To see the complete list of what is supported in TFP on JAX, please refer to the API documentation.

## Conclusion

We've ported a lot of TFP's features to JAX and are excited to see what everyone will build. Some functionality is not yet supported; if we've missed something important to you (or if you find a bug!) please reach out to us -- you can email tfprobability@tensorflow.org or file an issue on our Github repo.
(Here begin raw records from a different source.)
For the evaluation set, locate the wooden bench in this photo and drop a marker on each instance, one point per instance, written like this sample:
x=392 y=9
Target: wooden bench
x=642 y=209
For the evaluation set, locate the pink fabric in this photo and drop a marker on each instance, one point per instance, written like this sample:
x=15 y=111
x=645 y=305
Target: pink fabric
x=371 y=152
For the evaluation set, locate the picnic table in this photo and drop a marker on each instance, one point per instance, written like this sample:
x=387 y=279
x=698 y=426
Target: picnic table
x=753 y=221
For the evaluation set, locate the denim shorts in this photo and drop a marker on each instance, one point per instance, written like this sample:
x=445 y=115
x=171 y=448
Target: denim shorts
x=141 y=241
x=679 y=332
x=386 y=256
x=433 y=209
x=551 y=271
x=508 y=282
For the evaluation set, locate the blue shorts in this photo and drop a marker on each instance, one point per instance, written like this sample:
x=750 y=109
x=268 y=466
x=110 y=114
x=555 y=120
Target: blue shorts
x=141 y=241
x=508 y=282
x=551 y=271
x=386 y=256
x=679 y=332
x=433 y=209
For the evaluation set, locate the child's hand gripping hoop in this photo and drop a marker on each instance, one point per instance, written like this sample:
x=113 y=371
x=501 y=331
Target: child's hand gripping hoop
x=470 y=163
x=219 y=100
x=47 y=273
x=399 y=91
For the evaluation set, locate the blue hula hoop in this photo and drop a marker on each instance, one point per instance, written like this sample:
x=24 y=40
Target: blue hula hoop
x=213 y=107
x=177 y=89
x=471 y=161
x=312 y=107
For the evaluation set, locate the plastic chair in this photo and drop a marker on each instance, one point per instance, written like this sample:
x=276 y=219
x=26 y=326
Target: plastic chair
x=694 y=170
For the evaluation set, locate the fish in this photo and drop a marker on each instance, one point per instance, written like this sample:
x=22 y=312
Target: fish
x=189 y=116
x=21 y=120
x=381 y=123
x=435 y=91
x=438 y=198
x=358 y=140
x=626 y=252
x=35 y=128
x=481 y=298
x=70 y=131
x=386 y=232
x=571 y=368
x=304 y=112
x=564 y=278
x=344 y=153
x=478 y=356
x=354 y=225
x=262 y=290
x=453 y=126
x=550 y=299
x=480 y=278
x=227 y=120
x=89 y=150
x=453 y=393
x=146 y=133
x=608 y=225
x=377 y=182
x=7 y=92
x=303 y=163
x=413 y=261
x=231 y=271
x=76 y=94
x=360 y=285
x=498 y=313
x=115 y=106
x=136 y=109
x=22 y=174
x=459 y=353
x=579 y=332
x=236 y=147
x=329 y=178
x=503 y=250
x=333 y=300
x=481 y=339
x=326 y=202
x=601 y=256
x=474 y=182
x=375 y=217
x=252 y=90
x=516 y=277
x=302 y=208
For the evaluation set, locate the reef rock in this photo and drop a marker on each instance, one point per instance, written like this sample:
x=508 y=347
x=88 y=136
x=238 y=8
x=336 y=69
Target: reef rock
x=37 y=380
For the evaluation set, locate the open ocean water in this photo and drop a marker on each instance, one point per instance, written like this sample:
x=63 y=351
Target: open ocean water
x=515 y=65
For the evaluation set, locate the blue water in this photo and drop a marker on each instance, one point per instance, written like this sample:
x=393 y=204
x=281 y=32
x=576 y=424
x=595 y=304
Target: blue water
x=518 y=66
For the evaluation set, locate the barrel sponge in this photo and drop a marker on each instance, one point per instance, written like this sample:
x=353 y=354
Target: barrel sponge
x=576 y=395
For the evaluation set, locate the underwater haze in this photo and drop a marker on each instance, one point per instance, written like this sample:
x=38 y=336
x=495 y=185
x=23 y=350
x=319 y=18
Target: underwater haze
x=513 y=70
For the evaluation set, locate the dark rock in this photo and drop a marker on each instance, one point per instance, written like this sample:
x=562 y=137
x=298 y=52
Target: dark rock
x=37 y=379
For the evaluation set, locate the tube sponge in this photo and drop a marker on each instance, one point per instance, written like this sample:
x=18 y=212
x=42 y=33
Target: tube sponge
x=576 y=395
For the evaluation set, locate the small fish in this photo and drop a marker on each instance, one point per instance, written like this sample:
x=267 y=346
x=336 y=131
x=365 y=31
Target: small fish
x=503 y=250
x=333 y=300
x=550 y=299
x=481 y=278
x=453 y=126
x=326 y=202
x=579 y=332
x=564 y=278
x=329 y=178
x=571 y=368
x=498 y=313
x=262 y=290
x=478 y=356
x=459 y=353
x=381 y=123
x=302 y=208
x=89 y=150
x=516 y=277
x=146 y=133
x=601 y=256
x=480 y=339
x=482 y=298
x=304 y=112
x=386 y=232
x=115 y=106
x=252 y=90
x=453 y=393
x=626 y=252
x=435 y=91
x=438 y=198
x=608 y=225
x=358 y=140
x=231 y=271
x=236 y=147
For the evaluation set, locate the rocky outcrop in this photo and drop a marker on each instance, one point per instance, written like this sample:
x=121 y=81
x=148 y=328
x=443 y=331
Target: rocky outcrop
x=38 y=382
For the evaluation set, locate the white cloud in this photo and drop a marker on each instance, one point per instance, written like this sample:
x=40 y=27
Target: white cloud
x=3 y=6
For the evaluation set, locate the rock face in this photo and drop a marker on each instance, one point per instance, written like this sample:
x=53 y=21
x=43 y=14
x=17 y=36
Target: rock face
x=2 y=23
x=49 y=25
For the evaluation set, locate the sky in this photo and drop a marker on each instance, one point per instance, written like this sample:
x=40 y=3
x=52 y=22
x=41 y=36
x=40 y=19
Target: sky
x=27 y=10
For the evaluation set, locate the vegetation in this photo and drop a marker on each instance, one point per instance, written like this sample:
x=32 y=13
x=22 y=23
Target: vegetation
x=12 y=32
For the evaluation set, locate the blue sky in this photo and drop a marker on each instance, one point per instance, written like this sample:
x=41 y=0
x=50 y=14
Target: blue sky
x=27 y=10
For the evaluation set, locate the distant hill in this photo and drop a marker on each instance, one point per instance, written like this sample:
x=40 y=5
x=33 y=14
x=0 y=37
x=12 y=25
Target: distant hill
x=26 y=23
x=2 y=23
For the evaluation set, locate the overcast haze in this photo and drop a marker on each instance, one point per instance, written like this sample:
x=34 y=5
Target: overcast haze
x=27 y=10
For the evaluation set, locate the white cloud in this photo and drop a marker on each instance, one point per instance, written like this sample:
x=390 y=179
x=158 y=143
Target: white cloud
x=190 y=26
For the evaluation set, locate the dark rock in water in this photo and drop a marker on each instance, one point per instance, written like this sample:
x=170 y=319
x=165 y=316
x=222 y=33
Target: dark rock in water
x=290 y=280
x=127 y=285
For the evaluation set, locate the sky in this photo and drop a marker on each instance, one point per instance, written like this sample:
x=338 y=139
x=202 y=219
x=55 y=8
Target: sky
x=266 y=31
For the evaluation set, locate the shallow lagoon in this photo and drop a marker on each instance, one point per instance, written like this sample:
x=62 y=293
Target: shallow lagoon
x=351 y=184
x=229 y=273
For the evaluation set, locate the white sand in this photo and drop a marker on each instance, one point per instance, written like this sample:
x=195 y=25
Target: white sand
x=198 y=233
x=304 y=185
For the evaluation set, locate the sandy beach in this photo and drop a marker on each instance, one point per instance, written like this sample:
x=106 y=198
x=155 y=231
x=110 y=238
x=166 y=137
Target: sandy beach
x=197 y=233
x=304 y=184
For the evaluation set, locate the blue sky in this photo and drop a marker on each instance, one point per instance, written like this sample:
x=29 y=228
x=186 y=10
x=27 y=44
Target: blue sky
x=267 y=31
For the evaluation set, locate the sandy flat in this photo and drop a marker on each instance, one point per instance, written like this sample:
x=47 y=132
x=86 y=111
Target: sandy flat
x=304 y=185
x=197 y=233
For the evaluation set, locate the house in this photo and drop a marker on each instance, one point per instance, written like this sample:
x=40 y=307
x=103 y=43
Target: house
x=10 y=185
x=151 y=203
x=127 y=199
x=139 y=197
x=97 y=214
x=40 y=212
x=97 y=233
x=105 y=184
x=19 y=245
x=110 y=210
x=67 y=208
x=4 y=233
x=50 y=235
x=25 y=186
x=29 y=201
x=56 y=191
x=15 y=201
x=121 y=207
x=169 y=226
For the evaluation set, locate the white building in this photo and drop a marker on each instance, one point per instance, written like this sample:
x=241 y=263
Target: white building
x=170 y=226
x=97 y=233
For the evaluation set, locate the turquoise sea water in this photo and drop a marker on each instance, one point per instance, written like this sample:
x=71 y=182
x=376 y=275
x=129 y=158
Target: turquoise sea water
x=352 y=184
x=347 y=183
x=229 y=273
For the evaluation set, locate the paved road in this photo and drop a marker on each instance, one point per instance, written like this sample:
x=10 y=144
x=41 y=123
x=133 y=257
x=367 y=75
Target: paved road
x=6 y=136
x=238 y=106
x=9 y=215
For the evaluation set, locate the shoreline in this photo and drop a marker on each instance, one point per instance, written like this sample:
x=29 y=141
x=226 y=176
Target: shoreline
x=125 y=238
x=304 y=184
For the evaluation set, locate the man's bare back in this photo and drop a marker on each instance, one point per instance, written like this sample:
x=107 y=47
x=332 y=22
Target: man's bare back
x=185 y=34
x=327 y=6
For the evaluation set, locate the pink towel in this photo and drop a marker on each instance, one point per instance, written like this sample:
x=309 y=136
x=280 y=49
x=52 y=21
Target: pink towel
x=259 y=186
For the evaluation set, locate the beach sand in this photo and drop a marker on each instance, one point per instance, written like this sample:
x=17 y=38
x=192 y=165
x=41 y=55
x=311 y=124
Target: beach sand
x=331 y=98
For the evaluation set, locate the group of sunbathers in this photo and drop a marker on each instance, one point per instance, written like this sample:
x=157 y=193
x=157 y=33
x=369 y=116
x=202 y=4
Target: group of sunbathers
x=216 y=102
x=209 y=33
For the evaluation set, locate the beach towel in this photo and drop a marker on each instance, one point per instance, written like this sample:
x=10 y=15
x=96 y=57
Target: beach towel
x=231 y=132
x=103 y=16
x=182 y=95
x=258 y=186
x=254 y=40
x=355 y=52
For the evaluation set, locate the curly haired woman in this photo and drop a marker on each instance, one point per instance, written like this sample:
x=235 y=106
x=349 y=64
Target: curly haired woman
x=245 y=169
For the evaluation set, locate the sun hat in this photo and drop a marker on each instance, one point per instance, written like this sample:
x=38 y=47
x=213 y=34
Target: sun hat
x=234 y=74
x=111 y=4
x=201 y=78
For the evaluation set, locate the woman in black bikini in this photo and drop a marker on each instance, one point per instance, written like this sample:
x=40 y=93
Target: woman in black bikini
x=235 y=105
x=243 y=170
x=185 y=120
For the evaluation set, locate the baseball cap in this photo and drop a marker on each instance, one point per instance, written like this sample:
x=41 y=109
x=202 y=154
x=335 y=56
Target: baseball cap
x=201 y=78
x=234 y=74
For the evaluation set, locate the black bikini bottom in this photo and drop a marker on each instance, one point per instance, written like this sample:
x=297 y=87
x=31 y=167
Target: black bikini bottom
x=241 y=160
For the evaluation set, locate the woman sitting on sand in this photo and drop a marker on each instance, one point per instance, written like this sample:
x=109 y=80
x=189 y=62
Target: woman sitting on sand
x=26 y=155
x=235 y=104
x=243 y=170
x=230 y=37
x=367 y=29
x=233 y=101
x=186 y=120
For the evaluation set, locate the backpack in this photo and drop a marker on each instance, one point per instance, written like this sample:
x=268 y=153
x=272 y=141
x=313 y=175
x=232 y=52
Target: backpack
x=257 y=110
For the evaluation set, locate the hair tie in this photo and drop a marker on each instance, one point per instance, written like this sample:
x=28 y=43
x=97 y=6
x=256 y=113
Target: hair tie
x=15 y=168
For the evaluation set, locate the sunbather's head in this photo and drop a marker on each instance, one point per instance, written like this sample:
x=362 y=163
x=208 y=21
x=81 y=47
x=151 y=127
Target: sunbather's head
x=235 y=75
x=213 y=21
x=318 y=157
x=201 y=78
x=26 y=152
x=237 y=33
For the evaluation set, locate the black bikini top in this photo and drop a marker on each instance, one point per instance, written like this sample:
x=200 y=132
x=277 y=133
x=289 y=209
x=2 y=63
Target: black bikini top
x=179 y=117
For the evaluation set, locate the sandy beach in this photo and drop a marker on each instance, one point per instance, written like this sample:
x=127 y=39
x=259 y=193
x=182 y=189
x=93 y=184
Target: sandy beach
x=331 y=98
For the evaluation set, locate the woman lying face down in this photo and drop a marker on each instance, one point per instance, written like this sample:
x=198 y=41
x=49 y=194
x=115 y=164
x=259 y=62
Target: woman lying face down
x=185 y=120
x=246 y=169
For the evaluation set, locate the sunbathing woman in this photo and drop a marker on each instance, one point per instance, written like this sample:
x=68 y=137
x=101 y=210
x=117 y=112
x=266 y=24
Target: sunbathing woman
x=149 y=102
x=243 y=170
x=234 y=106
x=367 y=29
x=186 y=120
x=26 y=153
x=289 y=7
## Appendix: pseudorandomness in JAX

JAX's pseudorandom number generation (PRNG) model is *stateless*. Unlike a stateful model, there is no mutable global state that evolves after each random draw. In JAX's model, we start with a PRNG *key*, which acts like a pair of 32-bit integers. We can construct these keys by using `jax.random.PRNGKey`

.

```
key = random.PRNGKey(0) # Creates a key with value [0, 0]
print(key)
```

[0 0]

Random functions in JAX consume a key to *deterministically* produce a random variate, meaning they should not be used again. For example, we can use `key`

to sample a normally distributed value, but we should not use `key`

again elsewhere. Furthermore, passing the same value into `random.normal`

will produce the same value.

```
print(random.normal(key))
```

-0.20584226

So how do we ever draw multiple samples from a single key? The answer is *key splitting*. The basic idea is that we can split a `PRNGKey`

into multiple, and each of the new keys can be treated as an independent source of randomness.

```
key1, key2 = random.split(key, num=2)
print(key1, key2)
```

[4146024105 967050713] [2718843009 1272950319]

Key splitting is deterministic but is chaotic, so each new key can now be used to draw a distinct random sample.

```
print(random.normal(key1), random.normal(key2))
```

0.14389051 -1.2515389

For more details about JAX's deterministic key splitting model, see this guide.